Horse Lords – As It Happened: Horse Lords Live

4 out of 5

Label: Rvng Intl.

Produced by: Various (recorded / engineered by); Owen Gardner (mixed by)

Culled from concerts across 2018 – 2023 and tracks from albums dating back by about ten years, if e’er there was a doubt that Horse Lords diamond cut precision math rock could be pulled off live… well: here. And though I don’t know if I had such doubt, as the group has a pretty roll-the-tape presentation style, it’s no less amazing how tight they keep things on stage, while allowing for the slight wiggle room – a pause to bring in the honrs; timing hinks with a long stretch of playing – that might just occur naturally, and maybe sounds like it goes against my statement that this stuff is played to a T, but it’s more that that ‘wiggle’ is, indeed, slight to the point where it gets immediately subsumed by a group that just knows how to vibe with one another, and pick up a dropped note or beat immediately.

I suppose gathering different years’ material together unfortunately highlights the somewhat unchanging nature in HL’s style – play long stretches of Don Cab American Don-era clean tapped guitar, build up to some more propulsive moments, fade away and come back to it again – you can pick apart where an earlier track like Macaw stretches into the horizon, versus more recent material is boiled down to just the riffs it needs… maybe sometimes to the point of such songs not having much of a conclusion: as HL albums are structured to be albums, the picking and choosing (and editing out of a lot of crowd response) results in a mix-tape vibe where tracks don’t really flow from one to the next. Countering that: the material is just so damn good, and there’s definitely at least consideration of sequencing – with the interstitial Intervention II included, and some balancing of kraut-like workouts with rockers.
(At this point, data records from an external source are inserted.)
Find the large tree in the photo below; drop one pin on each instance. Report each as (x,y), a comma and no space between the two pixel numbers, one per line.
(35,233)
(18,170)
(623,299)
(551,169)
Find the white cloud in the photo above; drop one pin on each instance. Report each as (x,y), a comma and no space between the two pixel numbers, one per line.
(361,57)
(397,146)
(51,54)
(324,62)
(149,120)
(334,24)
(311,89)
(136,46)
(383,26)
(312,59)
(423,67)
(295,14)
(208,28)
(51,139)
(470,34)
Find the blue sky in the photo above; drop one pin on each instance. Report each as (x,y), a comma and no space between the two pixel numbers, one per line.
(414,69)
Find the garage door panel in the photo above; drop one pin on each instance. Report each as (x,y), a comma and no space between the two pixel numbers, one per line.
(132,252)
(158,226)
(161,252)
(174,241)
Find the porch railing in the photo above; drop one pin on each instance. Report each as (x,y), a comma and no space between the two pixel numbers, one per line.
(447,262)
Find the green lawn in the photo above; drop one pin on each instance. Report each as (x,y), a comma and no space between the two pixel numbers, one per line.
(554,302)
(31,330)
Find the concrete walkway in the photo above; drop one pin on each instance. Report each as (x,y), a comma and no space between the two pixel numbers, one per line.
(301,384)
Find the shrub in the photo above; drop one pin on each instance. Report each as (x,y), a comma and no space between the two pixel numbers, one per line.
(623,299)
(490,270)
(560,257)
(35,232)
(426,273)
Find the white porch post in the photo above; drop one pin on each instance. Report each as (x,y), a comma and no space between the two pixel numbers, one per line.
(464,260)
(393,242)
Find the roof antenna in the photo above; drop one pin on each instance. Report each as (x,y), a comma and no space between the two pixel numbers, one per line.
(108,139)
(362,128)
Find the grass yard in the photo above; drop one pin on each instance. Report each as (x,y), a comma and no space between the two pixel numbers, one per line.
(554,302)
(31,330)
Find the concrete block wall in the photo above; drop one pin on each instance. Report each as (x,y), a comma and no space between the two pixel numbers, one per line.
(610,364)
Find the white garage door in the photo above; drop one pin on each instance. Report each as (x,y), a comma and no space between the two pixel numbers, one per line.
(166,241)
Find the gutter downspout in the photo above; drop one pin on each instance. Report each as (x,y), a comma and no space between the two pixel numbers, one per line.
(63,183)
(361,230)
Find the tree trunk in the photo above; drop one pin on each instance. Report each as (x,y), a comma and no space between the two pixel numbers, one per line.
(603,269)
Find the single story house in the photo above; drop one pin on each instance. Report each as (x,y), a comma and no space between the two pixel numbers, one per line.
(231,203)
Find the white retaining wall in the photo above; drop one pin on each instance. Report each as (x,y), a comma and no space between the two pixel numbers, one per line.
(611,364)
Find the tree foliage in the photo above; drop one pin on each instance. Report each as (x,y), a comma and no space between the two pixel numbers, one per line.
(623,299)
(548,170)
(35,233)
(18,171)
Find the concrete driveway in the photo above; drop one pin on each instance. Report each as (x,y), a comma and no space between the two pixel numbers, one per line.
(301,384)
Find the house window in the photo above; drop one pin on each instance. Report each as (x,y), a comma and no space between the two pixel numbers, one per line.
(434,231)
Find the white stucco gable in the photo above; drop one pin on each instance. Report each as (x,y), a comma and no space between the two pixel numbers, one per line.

The mixing and mastering for this is fantastic: there are no artifacts of this being live (or from different sets!), and all the tracks could’ve been recorded in the same studio session. While I ultimately prefer experiencing the songs in context, this is still a worthwhile listen: first to just give the band a bit more of a human face for those of us who will likely never experience them live, but also functioning as a review – maybe not a best of, but a quality compilation – that proves Horse Lords have always been amazing, and can present a song from one of their oldest releases next to their newest, and rock out with them equally.